Hair Flat Iron Fluid by Angles BeautyCare Group contains tourmaline, which the manufacturer asserts, “is claimed to deliver weightless moisture and increased absorption for beautifully conditioned hair, protect it against heat damage, reduce static, and provide longer lasting color and gorgeous shine.”

Nothing in the descriptions of these products suggests a hair roller that emits infrared light in a wavelength range around 20 μm. Even if the tourmaline does radiate in this range, nothing in the prior art suggests that the intensity is sufficient to achieve a significant permanent reshaping of human head hair, as it is in the present invention. To the best of the applicants' knowledge, in these products, as well as others, tourmaline is not reported to provide hair reshaping benefits. Hair reshaping is never mentioned.

Tourmaline hair dryers are also known. Such hair dryers contain tourmaline crystals that deliver negative ions and far-infrared heat, which, reportedly, dries hair from the inside out. As a result, a person can dry hair faster, and the hair is left healthy and shiny with optimum manageability. Flat irons for shaping hair are also known to contain tourmaline. Typically, it is reported that the tourmaline supplies negative ions that yield softer and shinier hair, while infrared heat is associated with improved hair moisture and luster. Hair brushes with tourmaline are known. Often, the benefit associated with tourmaline is less frizz, due to an ionic effect. None of these appliances, suggests that tourmaline emits infrared in the 0.15-30 μm range, at an intensity that is sufficient to achieve a significant permanent reshaping of human head hair. They fail to disclose methods of treating the hair, as disclosed herein.
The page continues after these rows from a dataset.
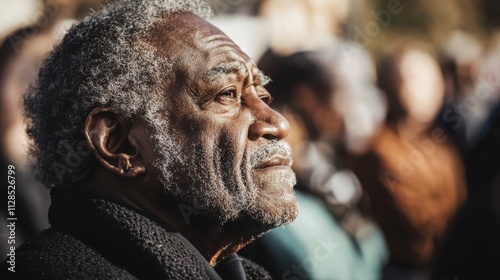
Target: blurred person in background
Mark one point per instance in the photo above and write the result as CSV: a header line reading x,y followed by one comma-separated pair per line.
x,y
412,174
472,249
20,56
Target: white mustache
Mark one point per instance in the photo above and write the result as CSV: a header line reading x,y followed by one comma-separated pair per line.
x,y
274,148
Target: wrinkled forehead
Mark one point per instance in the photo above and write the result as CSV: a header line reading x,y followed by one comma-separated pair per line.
x,y
193,43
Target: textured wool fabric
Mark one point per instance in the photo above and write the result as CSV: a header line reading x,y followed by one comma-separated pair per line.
x,y
94,238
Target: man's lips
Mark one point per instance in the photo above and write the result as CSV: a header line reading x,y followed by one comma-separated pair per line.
x,y
275,161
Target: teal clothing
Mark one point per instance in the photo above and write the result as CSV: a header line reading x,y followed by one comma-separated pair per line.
x,y
315,246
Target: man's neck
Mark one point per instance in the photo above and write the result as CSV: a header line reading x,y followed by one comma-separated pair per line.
x,y
213,240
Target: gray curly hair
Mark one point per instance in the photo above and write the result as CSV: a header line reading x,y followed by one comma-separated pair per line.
x,y
101,62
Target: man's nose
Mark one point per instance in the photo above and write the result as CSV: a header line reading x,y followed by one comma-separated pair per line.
x,y
268,123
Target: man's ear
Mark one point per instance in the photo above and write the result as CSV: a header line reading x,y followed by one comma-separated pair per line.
x,y
108,135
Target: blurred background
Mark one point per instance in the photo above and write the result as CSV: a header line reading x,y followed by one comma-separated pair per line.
x,y
394,110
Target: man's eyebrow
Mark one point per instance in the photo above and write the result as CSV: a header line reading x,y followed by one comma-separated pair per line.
x,y
225,68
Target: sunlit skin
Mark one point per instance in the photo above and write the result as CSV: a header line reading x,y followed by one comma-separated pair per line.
x,y
216,101
422,89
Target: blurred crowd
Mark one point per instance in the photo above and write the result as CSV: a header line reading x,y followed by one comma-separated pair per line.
x,y
394,109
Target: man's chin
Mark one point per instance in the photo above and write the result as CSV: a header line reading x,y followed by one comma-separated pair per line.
x,y
275,204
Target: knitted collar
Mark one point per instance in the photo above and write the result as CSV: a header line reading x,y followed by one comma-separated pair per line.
x,y
144,245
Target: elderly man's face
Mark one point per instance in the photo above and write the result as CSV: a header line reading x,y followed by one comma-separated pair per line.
x,y
232,164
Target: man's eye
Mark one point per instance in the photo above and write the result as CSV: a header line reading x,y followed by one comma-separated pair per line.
x,y
228,95
231,93
267,99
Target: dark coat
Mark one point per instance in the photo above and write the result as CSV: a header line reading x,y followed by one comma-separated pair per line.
x,y
94,238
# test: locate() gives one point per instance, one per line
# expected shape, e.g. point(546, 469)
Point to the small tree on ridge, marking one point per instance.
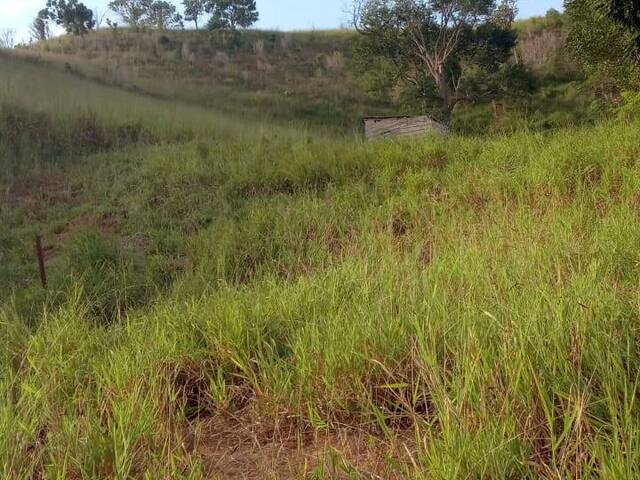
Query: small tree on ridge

Finally, tourmaline hair rollers or curlers are known. For example, the Hot Tools Professional 12 Piece Tourmaline Hair Setter product (model HTS 1400) claims that the tourmaline rollers “emit ions for shimmering styles”. Another hair roller product by Hot Tools Professional, the Nano Ceramic™ Wax-Core Professional Hairsetter, does not use tourmaline. Rather, the “Nano-Ceramic™ Technology radiates far-infrared energy for increased shine. In either case, these appliances do not suggest supplying the hair with infrared in the 0.15-30 μm range, at an intensity that is sufficient to achieve a significant permanent reshaping of human head hair. They fail to disclose methods of treating the hair, as disclosed herein.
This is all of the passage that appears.